More than 300 business and civic leaders from seven counties took part on Friday (May 18) in Reality Check Tampa Bay, a visioning and planning session put together by the Tampa Bay Partnership.

"I don't know that I've seen a group like this assembled since I've been here" in Tampa Bay, St. Petersburg Mayor Rick Baker said.

The exercise put eight of the leaders at each table with stacks of Legos and colored ribbon. They had 90 minutes to plan the next 50 years using more than 1,400 of the children's toys. The Legos represented people (1,280 new households for each yellow block) and jobs (3,840 new jobs for each red one) that will come to this region during the upcoming half-century.
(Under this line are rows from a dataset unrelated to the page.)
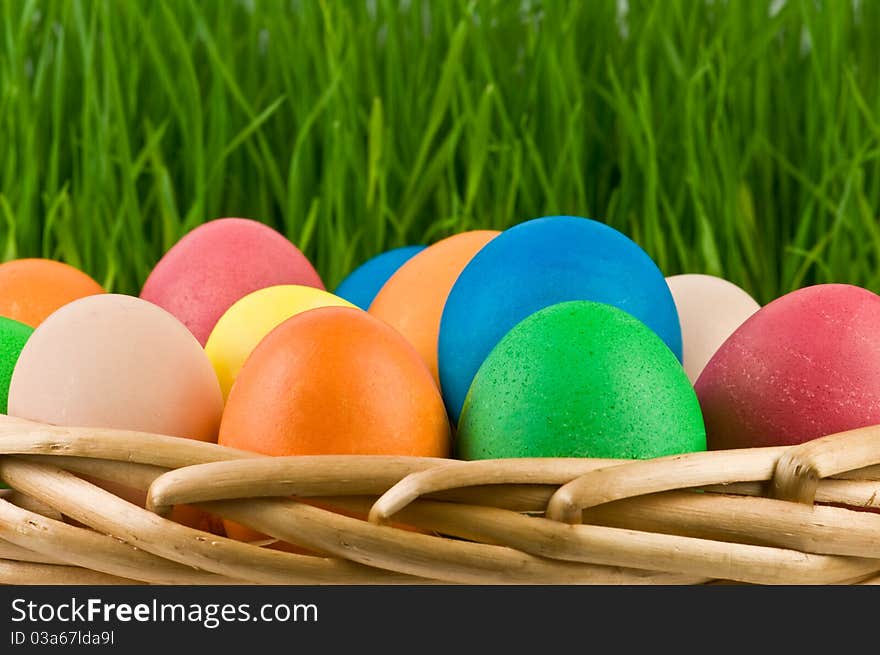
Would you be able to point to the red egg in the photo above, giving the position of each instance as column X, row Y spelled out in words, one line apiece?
column 804, row 366
column 220, row 262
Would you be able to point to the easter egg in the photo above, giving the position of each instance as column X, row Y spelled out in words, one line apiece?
column 805, row 365
column 13, row 336
column 31, row 289
column 335, row 380
column 251, row 318
column 363, row 283
column 217, row 263
column 536, row 264
column 413, row 298
column 117, row 361
column 580, row 379
column 709, row 309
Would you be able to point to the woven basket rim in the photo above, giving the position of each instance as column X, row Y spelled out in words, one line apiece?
column 802, row 514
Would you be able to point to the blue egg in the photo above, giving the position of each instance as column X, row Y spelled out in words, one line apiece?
column 536, row 264
column 364, row 282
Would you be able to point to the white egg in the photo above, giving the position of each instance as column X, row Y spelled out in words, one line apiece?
column 710, row 309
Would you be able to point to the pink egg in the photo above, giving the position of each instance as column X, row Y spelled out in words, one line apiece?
column 220, row 262
column 803, row 366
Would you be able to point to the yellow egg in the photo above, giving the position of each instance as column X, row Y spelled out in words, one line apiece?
column 252, row 317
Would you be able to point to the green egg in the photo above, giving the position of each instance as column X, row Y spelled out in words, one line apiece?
column 13, row 336
column 580, row 379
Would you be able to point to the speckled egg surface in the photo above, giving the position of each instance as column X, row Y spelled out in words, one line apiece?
column 580, row 379
column 803, row 366
column 536, row 264
column 709, row 308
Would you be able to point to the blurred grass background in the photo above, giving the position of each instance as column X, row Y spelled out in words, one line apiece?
column 739, row 138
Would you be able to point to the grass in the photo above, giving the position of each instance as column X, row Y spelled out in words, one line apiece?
column 737, row 138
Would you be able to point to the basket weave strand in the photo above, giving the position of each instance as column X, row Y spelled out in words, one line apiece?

The ribbons were road corridors (orange) and transit lines (purple).

The tables came up with very divergent plans, some clustering growth along roadway corridors, some pumping Tampa and Westshore into Manhattan-esque densities, some continuing a sprawling growth pattern that exists today.

At one table, Hillsborough County Commissioner Mark Sharpe called to Ron Weaver, one of Tampa's best known development lawyers, "Ron, come over here and help me rebuild Tampa."

"What's interesting to me is to look at other people's perspectives," Tampa Mayor Pam Iorio said. "That is very helpful to building a consensus. That's one of the reasons we don't have a regional vision. We're fixed in our own worlds."

At the end of the day, five tables' plans were voted the best options, to be included in an informational campaign called One Bay that will be taken on the road to share with other civic leaders and residents. (A PowerPoint presentation depicting the five winners can be downloaded at our blog, blurbex.com.) Participants voted to establish three top principles to guide Tampa Bay's future growth. The top priority? Creating quality communities clustered in high-density, mixed-use areas. Second place went to using multiple means of transportation, such as transit and roads; preserving open space and the environment placed third.